Un mimo poco frecuente por el encuadre, por la pervivencia del misterio, por la empatía progresiva, sin necesidad de apresurarse.
Pero donde quizás nos quede más claro que China aspira a todo es viendo su cine más pretendidamente comercial. La película de clausura, Dyng to Survive (Muye Wen, 2018) es una muestra de aquello que busca la Industria (ya sea tirando de presupuestos elevados o moderados, como es el caso): remakear los éxitos USA con más sutileza que los turcos, pero de una manera mucho menos entrañable.
Este mix desacomplejado entre Dallas Bullers Club (Jean-Marc Vallée, 2013) y La lista de Schindler (Steven Spielberg, 1993) vuelve a ser un canto a la iniciativa comercial china y a la necesidad de colocar copias en el mercado -en este caso, fármacos indios- que no son exactamente lo mismo que el original pero… en fin, ya nos entendemos.

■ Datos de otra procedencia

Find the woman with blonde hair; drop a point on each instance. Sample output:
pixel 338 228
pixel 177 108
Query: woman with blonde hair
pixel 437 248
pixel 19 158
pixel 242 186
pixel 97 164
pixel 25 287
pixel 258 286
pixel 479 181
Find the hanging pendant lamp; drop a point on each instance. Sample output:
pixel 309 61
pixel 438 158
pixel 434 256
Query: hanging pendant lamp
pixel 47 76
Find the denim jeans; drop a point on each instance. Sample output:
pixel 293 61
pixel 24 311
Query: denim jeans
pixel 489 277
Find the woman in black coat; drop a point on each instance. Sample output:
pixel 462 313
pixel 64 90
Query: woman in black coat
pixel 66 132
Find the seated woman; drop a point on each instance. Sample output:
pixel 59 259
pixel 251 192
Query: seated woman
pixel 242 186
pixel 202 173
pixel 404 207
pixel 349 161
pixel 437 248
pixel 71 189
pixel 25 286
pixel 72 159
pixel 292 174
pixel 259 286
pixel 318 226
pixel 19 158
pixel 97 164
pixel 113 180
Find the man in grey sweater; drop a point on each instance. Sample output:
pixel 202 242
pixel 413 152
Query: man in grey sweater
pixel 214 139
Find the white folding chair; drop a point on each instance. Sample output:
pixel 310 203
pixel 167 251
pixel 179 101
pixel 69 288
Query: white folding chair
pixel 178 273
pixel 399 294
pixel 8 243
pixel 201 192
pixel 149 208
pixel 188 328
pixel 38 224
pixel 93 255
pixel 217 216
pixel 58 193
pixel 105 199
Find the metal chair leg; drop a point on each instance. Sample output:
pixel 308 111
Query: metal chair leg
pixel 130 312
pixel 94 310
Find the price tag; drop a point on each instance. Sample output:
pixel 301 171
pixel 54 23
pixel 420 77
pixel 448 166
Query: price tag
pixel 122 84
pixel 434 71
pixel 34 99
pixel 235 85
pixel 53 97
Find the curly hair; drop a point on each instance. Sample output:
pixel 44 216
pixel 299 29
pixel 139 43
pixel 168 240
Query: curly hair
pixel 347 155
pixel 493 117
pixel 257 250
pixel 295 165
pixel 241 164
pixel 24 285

Podría haber sido una crítica del individualismo de algunos “emprendedores” sin escrúpulos. Podría haber sido una denuncia del sistema de coberturas sanitarias del país. Podría haber sido muchas cosas, pero todas ellas hubiesen resultando demasiado incómodas. Así que la cosa se queda en un producto simpático que rebosa pornografía emocional: el héroe (con padre enfermo, en proceso de divorcio, con un negocio al borde de la bancarrota… ¡¿algo más?!) pagará por su arrebato piadoso y el Estado (paternalista y comprensivo) acabará haciendo suyas las peticiones de la ciudadanía enferma.
Y aquí -al contrario que en The crossing o Jinpa– no hay nada que leer entre lineas, porque nada hay.